Campgrounds Become Home for Oil Workers
Another campground in southeast North Dakota has been inundated with newly arrived job seekers who have nowhere else to live, the Jamestown Sun reported.
The American Legion campground southeast of Williston has about 30 people living in RVs and tents, said caretaker Bill Richardson of Williston.
The entities responsible for the land, the American Legion and U.S. Army Corps of Engineers, aren’t pushing regulations because of the housing shortage in Williston, he said.
“At this point, there’s nowhere for anyone to live,” Richardson said.
The campground is primitive with the exception of electricity; it also offers well water and toilets.
People are asked to pay the equivalent of what they use in electricity, whether it be to charge their cell phones or run air conditioning, Richardson said.
Ashley Lee lives at the campground with her husband and two sons. They moved here a week ago from Minnesota for the same reason many have flocked to the area: for work. He works in the oil field, she said.
They are seeking a more permanent place to live, although they are concerned about how expensive renting and buying in Williston has become. Winter is on its way, and that’s another worry she has.
“It’s gonna start getting cold,” Lee said.
Scott Krenz moved here from Wisconsin about a month ago; he heard from a friend who moved here first about the availability of jobs. He also heard from that friend he would have to bring a camper, because there’s no place to live.
“I’d rather not be in a camper,” he said. But so far, Krenz has enjoyed living at the campground.

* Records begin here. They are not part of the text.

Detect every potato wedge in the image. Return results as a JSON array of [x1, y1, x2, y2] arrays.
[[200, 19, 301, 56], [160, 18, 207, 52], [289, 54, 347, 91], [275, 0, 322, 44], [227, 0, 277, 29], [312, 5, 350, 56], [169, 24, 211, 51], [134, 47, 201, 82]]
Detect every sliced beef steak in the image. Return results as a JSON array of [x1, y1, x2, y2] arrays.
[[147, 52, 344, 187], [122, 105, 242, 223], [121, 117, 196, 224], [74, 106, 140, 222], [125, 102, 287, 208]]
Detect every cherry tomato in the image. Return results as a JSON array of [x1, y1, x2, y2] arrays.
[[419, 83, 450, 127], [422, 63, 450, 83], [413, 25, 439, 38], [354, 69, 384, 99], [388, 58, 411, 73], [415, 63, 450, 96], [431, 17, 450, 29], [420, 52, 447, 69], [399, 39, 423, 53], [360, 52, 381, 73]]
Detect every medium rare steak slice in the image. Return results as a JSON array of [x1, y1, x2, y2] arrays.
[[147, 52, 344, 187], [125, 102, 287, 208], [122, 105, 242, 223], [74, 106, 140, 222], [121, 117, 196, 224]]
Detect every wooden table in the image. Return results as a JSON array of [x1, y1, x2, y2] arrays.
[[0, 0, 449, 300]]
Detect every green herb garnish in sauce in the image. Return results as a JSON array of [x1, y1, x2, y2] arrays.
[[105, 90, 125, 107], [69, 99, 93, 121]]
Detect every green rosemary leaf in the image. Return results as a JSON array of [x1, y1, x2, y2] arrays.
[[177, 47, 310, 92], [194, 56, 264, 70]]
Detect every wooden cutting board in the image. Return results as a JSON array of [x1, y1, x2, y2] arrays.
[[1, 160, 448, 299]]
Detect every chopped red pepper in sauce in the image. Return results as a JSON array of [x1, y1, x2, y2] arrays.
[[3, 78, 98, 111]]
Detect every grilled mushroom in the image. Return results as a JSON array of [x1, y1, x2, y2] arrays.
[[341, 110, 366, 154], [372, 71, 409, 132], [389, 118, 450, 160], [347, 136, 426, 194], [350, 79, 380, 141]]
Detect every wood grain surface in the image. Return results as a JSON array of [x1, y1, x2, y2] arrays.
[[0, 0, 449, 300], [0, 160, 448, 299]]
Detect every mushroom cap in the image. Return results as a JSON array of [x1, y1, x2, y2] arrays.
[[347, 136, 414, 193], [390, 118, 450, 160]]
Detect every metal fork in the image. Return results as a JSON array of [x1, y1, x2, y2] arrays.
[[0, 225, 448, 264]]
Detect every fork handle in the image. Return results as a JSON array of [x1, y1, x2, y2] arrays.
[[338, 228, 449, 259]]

There, his chocolate Labrador retriever, Sassy, has room to run around and can play in the nearby river, Krenz said.
He’s not sure what he’ll do when it gets cold, but he is eyeing year-round campgrounds.
“I’ll move to a different campground at worst,” he said.
Like Krenz, Jeff Cline also moved to the area from Wisconsin and has lived at the campground for three months.
“Back home, I was about to lose everything, so I came out here,” he said.
The approaching winter doesn’t phase Cline; he said he sleeps in the sleeper of the semi he drives for work most of the time.
“I’m more worried about the people down there with families,” he said, motioning toward Lee and her children who were several yards away at the pavilion.
“I know I can take care of myself,” Cline said.